Although absolutely physically exhausted, after getting both children in pyjamas and nappies, sleep completely eluded me. It had been such a day and what tomorrow would bring didn’t even bear thinking about.
After breakfast, the likes of which I had never seen before as the table was literally groaning under the amount of food, the first guest came to see us. This was the start of the ‘Jules and children freak show’. Everyone and their dog (literally, in many cases) came to meet us. And this was when I first encountered one of the strangest customs in rural Serbia that to this day I have not got to the root of. Everyone very kindly brought the children lots and lots (and then some more) chocolate. Now as all mothers know, when your daughter is 5 months, she cannot consume chocolate and a 20 month old boy can only manage a small amount. My eyes lit up with every guest, I knew any depressing times were now dealt with; I would sneak the kids chocolate!! But along with the wonderful sweet stuff came packets of coffee. Every single person brought various sizes, brands and packs of the Serbian coffee. My mother-in-law accepted each one and stored them in a cupboard. By the end of our first week we had moved to a third cupboard full of packets of coffee. I do have to explain that everyone came to us; I hadn’t started to visit other people myself by this point. I am still searching for the reason behind this coffee giving custom, although there was not a chance we would run out… ever!!!

Along with my amazement at my mini mountain of stuff being replaced by a hill of coffee, I was also bemused by how many people came to see us. There was a constant stream of people, some of whom I have never seen again, well actually I might have done but I am not great with faces.

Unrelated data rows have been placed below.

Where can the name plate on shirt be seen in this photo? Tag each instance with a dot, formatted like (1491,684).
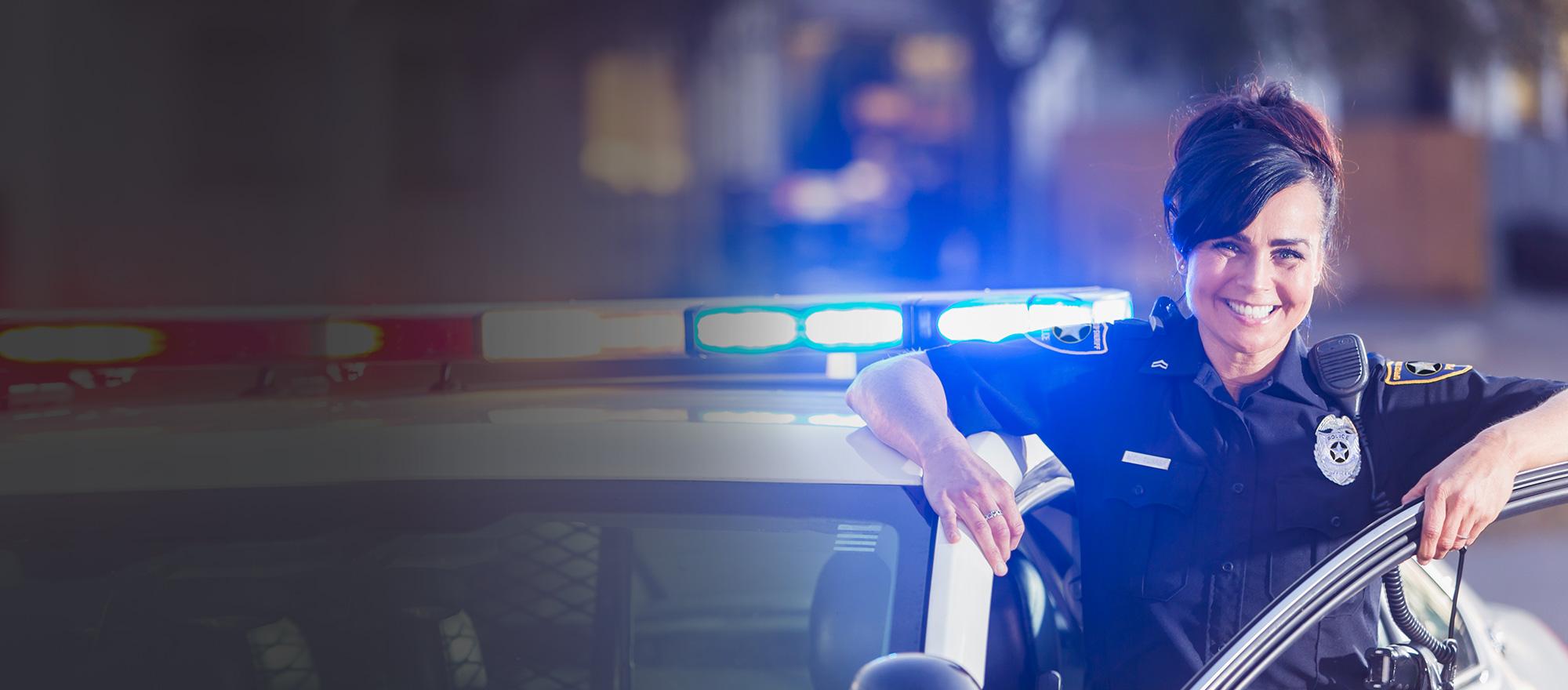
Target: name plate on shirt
(1147,460)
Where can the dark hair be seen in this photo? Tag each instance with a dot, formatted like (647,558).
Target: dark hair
(1241,150)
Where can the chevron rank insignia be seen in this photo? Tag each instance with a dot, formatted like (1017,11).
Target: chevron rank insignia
(1081,340)
(1401,374)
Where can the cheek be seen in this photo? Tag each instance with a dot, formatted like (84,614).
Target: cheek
(1299,286)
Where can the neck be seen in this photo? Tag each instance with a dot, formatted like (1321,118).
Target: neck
(1241,369)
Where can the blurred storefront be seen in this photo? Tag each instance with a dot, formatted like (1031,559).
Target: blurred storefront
(499,151)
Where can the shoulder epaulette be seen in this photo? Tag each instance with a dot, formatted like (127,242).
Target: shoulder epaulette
(1080,340)
(1401,374)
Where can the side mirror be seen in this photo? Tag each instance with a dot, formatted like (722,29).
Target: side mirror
(913,672)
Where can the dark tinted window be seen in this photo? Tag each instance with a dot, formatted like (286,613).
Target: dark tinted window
(445,586)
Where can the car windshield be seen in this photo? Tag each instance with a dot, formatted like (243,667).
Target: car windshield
(462,584)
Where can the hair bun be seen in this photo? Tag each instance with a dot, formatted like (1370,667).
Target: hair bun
(1236,153)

Obviously at 20 months my son had just started talking and his favourite word was “look”. He liked pointing at everything and exclaiming: “Look!“ I encouraged this and felt like we were being accepted when everyone else who visited us asked him to say it, laughing afterwards. I was a tad bemused, but in all that was going on I didn’t dwell on it. It was a while later that someone told me how sweet it was that I had taught him the Serbian word for onion before we came here (luk). Hmm, have to say I never admitted to anything, but why anyone would think, of all the words to teach him, that I would choose onion, is kind of beyond me.

I felt that our coming out parade, as this was how it seemed, had been successful and we had been accepted to a point – the tea drinking still bringing lots of head shaking, but I learnt to deal with that… and now it was time to go and sort out my paperwork. Boy was that a jolt to the system!!!!!!